Надо сказать, что сам Шейкеман в своих письмах обходил все, что касалось его юности и Балканской войны, и без газет, несмотря на их вранье и подчас фантастические преувеличения, было бы нелегко понять хоть что-нибудь из его жизни. В письмах, как мне кажется, я уловил общий тон этого человека и из газет выбирал живые детали, согласные с ним. Историю жизни Шейкемана я начну со стихотворения Федора Николаевича, которое, как кажется, ей близко:
Стволы поваленных деревьев покрыты мхом,
Их корневища сгнили, и ямы заросли землей,
Кору и мох укроют снега зимой.
Во время мора скот пал и брошен пастухом:
Кто был хозяин здесь, предвидел большой падеж,
В начале осени балтийской ветер гнилой
Несет дожди, и с ними уходит дух живой.
Кто ходит за тобой? Пастух твой знает, когда ты упадешь.
В земле вода проложит корни свои,
И, укрепясь, где дерево стояло, начнет ручей,
Ствол дерева, покрытый мхами, – он неизвестно чей,
Он здесь лежит всю осень, он дышит от земли.

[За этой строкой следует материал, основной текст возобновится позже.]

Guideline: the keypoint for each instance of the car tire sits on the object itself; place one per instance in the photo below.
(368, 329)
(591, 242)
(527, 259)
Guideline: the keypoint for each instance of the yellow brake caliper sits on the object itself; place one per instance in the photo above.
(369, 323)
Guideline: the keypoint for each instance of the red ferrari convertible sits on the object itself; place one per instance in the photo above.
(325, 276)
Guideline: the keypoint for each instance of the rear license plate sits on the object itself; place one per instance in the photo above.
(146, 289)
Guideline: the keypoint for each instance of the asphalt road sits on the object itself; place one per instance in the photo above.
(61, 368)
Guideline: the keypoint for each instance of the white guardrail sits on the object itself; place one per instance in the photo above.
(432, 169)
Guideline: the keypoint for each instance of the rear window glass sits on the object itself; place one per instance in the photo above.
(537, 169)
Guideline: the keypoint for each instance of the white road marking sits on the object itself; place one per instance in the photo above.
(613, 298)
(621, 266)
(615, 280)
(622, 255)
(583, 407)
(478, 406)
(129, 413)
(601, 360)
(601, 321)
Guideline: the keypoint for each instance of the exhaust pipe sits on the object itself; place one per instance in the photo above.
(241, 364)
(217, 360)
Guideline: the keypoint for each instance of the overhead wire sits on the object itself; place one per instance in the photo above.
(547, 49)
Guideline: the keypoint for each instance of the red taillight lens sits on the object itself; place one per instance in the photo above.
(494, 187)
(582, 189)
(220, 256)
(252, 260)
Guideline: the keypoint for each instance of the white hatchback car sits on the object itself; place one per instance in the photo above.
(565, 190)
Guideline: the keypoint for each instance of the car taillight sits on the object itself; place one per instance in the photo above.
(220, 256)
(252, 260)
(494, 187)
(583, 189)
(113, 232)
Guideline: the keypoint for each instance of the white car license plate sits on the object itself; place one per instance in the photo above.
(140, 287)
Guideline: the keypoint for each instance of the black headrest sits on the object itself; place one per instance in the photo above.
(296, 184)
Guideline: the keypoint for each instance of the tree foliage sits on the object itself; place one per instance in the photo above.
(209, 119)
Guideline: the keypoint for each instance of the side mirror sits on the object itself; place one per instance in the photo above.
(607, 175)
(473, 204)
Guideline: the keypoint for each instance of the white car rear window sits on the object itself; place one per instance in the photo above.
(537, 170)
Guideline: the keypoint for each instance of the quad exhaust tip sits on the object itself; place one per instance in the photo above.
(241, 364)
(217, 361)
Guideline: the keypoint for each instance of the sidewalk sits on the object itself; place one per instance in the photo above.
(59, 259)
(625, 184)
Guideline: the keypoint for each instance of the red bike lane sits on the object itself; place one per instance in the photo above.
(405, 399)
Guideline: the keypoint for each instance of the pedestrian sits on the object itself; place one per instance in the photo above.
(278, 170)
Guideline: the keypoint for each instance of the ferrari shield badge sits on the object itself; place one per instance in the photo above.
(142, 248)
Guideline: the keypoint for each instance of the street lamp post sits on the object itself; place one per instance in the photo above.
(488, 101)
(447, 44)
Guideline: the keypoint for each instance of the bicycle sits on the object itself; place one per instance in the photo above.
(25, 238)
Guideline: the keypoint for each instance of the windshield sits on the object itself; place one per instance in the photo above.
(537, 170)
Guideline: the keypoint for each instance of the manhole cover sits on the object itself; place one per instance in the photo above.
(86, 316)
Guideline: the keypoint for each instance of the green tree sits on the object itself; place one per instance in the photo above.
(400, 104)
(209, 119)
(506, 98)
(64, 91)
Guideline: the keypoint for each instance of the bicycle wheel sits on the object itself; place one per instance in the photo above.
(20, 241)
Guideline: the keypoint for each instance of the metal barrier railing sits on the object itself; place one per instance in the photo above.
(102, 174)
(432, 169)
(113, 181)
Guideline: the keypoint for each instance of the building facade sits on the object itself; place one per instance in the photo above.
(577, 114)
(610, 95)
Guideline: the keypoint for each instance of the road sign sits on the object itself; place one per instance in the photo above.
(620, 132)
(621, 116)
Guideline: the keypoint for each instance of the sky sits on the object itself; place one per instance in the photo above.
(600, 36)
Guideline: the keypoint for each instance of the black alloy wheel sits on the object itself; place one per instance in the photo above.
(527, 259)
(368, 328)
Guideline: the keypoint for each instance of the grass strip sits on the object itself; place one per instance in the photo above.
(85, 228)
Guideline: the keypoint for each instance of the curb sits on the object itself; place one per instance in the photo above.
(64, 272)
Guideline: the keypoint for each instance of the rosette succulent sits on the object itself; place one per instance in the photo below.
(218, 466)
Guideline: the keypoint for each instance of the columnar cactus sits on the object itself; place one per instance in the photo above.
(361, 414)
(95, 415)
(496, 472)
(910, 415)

Петр, до крещения Симон Моисеевич Шейкеман, был старшим сыном гомельского кантора Моисея Шейкемана, имя которого в середине прошлого века знали многие евреи черты оседлости, и сотни из них приезжали в большую гомельскую синагогу послушать его необыкновенно сильный и мягкий голос. Самый чтимый в то время в Белоруссии раввин Соломон Тышлер из Гродно говорил, что у него добрый голос и Господь всегда слушает его. Гомельские евреи, молившиеся вместе с ним, тоже считали так, и семь лет, пока он пел, молитвы их доходили до Господа, в городе не было ни одного погрома и община, насколько это вообще возможно, процветала.
Много раз Моисея Шейкемана приглашали петь большие синагоги Киева, Одессы, Минска, Лодзи, однажды его несколько дней обхаживал антрепренер застрявшей в городе итальянской труппы: их баритональный бас, на котором держался репертуар, умирал в больнице. Антрепренер сулил ему всероссийскую славу, но Шейкеман и ему, и другим отвечал отказом. Кажется, это было связано не столько с местным гомельским патриотизмом, сколько с желанием вообще уехать из России. Такая возможность действительно представилась (его пригласили занять место кантора в главной пражской синагоге), но уже тогда, когда он петь не мог.
Осенью шестьдесят четвертого года Шейкеман простудился, болезнь перекинулась на легкие, к январю он, кажется, поправился, стал выходить, пробовал петь, но в марте все пошло по второму кругу и куда серьезней. Начался туберкулезный процесс. Как только в городе это стало известно, евреи собрали большую сумму денег, и он был отправлен лечиться в одну из швейцарских клиник. Доехал с трудом, но болезнь захватили в самом начале, и через три года он вернулся в Гомель практически здоровым, только без голоса. Болезнь началась с горла, с голосовых связок, и они уже не восстановились. Надо сказать, что с тех пор голос исчез из семьи навсегда, никто из четырех детей Моисея Шейкемана, родившихся после его возвращения из Швейцарии, в отличие от старших, не обладал никакими способностями ни к пению, ни к музыке.